De Jong decries protectionism in U.S.
‘It behooves us to look outward ... and we have the tools to do it’: De Jong
B.C. Finance Minister Mike de Jong fired a shot across the bow of American politicians and presidential candidates on Wednesday, saying that Canada will look elsewhere for trade if the “seep” of protectionism in the United States continues.
De Jong, speaking in Vancouver at the annual Pacific Finance and Trade Summit (which promotes North American banking and other business interactions with Asian partners such as China and India), levelled thinly veiled criticism at the current U.S. presidential candidates.
“I remember when U.S. presidents talked about tearing down walls, not building them,” de Jong said, referring to Republican hopeful Donald Trump’s promise to build a barrier along the Mexican border. “I remember when America was great when it was the country helping other countries tear down walls. That does not seem to be the prevailing sentiment being expressed by political leaders, or those who want to be political leaders in the U.S. right now.
“If the U.S. decides to look in- ward, it behooves us to look outward ... and we have the tools to do it. It will be a benefit for generations if we take advantage of the new opportunity.”
All three remaining hopefuls in the U.S. presidential race (Hillary Clinton and Bernie Sanders for the Democrats, and Trump on the Republican side) have spoken out against free-trade deals such as the 12-nation Trans-Pacific Partnership.
The trade summit is focused on Canada’s renminbi (RMB) trading hub, which was launched last spring. De Jong said the currency hub and B.C.’s status as one of the first jurisdictions to issue Panda Bonds (bonds in renminbi issued in the Chinese market) has helped the province secure economic stability through diversification.
Attendees at the summit, however, cautioned against being too enthusiastic about the potential for the RMB hub and other Chinese investment.
“I think that while there are certainly opportunities involved in both of these things, some perspective is in order,” said Patrick Chovanec, chief strategist and New York-based Silvercrest Asset Management.
Chovanec noted that China’s foreign investment strategy is similar to Great Britain’s during the 19th century — running trade surpluses, then using the proceeds to invest in foreign economic projects that promised big returns.

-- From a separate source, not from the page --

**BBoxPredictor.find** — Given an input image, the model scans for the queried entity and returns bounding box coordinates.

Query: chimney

“The difference is in the world’s economy, today, the world is awash with savings, looking for places to go,” he said. “The danger is that you get capital flowing out of China, and it bids up asset prices — hint, the Vancouver real estate market — but it doesn’t drive the underlying demand that generates returns on those assets. So what you get is high valuations, which is great for people who already own those assets, but you get low returns on those assets, which is very bad for investment.”

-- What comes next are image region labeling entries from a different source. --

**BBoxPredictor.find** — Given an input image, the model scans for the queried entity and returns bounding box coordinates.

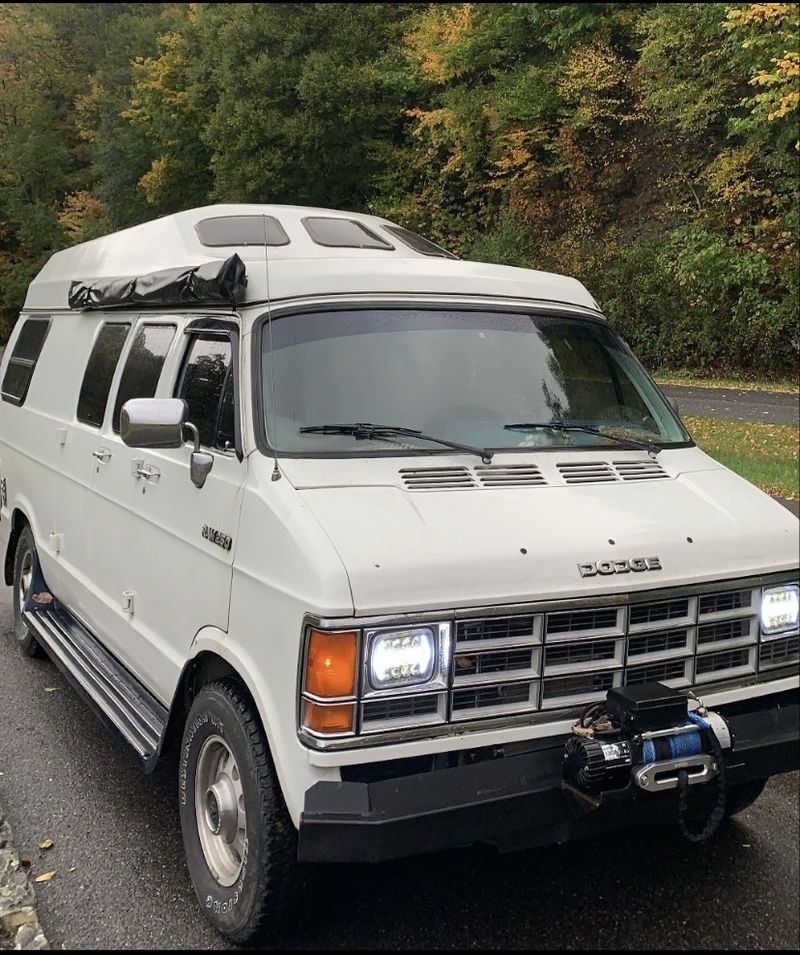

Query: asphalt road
[0,589,800,950]
[660,385,800,425]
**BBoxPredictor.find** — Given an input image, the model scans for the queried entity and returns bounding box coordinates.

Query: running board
[23,604,169,773]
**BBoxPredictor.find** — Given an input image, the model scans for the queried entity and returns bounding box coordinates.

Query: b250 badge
[578,557,662,577]
[203,524,233,550]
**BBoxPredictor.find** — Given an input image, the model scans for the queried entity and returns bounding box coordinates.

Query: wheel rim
[17,550,33,615]
[194,736,247,885]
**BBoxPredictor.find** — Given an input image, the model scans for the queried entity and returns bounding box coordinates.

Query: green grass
[653,369,800,394]
[683,416,800,499]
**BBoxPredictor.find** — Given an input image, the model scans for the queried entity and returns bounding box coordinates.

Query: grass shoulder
[653,369,800,395]
[683,415,800,500]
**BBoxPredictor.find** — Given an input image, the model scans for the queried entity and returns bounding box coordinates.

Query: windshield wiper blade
[505,421,661,457]
[298,421,494,464]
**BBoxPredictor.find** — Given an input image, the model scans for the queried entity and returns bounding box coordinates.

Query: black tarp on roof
[69,255,247,309]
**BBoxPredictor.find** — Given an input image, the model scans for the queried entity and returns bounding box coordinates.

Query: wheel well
[166,650,250,754]
[4,508,30,587]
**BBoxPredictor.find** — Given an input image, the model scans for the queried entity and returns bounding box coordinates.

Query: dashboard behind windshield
[261,308,689,456]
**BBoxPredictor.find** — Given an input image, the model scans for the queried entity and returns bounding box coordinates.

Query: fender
[188,627,341,826]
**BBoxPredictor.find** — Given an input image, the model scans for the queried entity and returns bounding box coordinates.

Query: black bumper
[298,690,800,862]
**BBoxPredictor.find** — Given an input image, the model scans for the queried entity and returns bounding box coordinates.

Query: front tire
[14,527,46,658]
[178,680,297,944]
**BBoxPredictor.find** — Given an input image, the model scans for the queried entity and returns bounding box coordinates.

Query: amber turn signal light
[306,630,358,697]
[303,700,356,733]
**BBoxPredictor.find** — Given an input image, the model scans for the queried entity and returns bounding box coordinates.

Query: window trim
[75,317,131,432]
[173,318,244,462]
[250,298,696,460]
[194,213,291,249]
[0,315,53,408]
[110,318,178,437]
[300,216,397,252]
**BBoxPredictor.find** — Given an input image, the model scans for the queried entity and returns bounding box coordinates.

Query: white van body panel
[25,204,598,311]
[284,448,797,615]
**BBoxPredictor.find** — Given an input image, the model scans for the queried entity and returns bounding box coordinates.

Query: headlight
[761,584,800,636]
[369,627,437,690]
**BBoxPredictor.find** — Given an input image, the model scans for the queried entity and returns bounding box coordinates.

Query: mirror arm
[183,421,200,452]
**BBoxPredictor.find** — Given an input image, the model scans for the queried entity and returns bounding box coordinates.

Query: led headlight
[368,627,438,690]
[761,584,800,636]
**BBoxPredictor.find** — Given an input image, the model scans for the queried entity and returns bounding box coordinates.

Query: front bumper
[298,690,800,862]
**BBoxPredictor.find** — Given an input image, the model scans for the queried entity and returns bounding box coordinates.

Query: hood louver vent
[400,468,476,491]
[475,464,547,487]
[557,461,618,484]
[614,461,669,481]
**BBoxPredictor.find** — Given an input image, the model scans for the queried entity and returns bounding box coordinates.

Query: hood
[282,448,800,614]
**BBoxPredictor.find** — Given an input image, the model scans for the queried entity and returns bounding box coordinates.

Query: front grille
[698,588,753,617]
[625,660,692,689]
[630,597,691,630]
[759,636,800,670]
[444,583,798,720]
[340,581,800,737]
[361,693,440,726]
[547,608,619,637]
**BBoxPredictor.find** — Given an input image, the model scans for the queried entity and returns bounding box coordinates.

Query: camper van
[0,205,800,942]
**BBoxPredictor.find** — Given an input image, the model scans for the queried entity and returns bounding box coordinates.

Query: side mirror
[119,398,189,448]
[119,398,214,487]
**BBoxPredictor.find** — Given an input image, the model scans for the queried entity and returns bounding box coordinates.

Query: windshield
[261,308,689,455]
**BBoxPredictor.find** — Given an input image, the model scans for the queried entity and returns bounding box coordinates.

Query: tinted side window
[177,336,235,451]
[2,318,50,405]
[113,325,175,434]
[78,323,131,428]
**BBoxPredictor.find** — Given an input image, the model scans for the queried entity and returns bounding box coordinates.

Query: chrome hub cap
[17,550,33,614]
[194,736,247,886]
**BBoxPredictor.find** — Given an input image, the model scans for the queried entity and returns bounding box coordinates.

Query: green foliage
[0,3,800,375]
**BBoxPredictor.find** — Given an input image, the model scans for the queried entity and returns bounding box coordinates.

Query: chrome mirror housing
[119,398,189,448]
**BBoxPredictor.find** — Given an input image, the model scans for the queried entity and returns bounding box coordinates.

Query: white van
[0,205,800,942]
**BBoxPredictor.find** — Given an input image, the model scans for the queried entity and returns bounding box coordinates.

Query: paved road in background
[0,588,800,950]
[660,385,800,425]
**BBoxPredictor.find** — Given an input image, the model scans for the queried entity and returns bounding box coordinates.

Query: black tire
[725,779,767,816]
[14,527,46,658]
[178,680,297,944]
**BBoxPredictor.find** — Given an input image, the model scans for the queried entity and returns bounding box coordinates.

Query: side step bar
[23,600,169,773]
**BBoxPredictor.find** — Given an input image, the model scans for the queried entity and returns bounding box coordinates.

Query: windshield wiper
[505,421,661,457]
[298,421,494,464]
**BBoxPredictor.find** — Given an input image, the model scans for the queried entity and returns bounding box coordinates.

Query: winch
[564,683,733,842]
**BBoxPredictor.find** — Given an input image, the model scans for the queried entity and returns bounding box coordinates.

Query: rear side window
[303,216,394,251]
[194,216,289,248]
[177,336,236,451]
[2,318,50,405]
[78,323,131,428]
[113,325,175,434]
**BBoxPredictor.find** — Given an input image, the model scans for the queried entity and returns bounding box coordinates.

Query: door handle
[136,464,161,481]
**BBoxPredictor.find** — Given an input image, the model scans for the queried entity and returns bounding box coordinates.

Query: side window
[176,335,236,451]
[78,323,131,428]
[113,325,175,434]
[2,318,50,405]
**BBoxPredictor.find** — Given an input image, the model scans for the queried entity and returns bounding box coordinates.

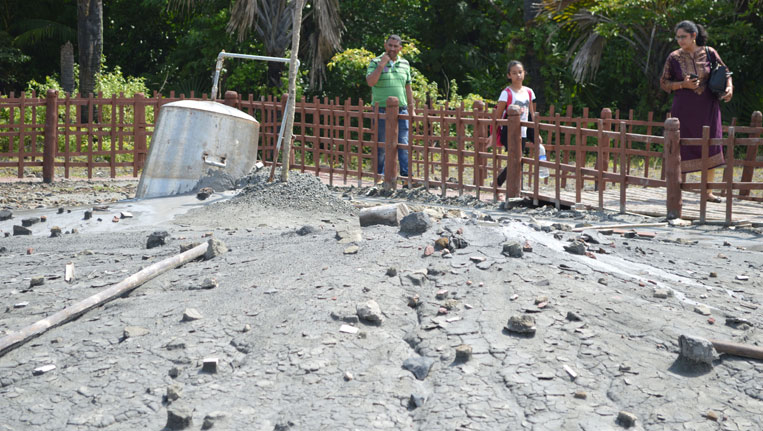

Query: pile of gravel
[231,169,357,215]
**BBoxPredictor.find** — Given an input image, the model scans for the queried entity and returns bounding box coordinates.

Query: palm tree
[172,0,345,88]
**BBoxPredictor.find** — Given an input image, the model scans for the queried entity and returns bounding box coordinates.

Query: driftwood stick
[572,223,668,232]
[710,340,763,360]
[0,243,209,356]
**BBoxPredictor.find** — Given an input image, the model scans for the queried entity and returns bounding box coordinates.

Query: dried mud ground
[0,175,763,431]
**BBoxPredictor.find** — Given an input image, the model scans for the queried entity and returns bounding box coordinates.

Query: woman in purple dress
[660,21,734,202]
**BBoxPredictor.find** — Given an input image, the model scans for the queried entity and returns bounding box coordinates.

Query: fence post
[132,93,147,177]
[739,111,763,196]
[663,118,682,219]
[506,105,522,201]
[223,90,238,108]
[43,89,58,184]
[384,96,400,191]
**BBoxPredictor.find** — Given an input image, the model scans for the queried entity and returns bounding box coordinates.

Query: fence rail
[0,90,763,223]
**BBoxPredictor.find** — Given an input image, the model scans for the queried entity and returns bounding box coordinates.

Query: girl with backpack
[488,60,548,186]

Chovanec added that is ultimately why many American companies such as Apple are sitting on cash reserves: They are reluctant to invest where the returns are questionable. What Beijing should consider is for China to transition its domestic market to generate consumer demand, becoming a supplier of demand rather than capital.
“That’s what the world wants from China,” he said. “What it will get from China, if it continues on the path it’s on, is more capital. … But what the world needs is not necessarily a supplier of capital. What it needs is a supplier of demand.”
I remember when U.S. presidents talked about tearing down walls, not building them.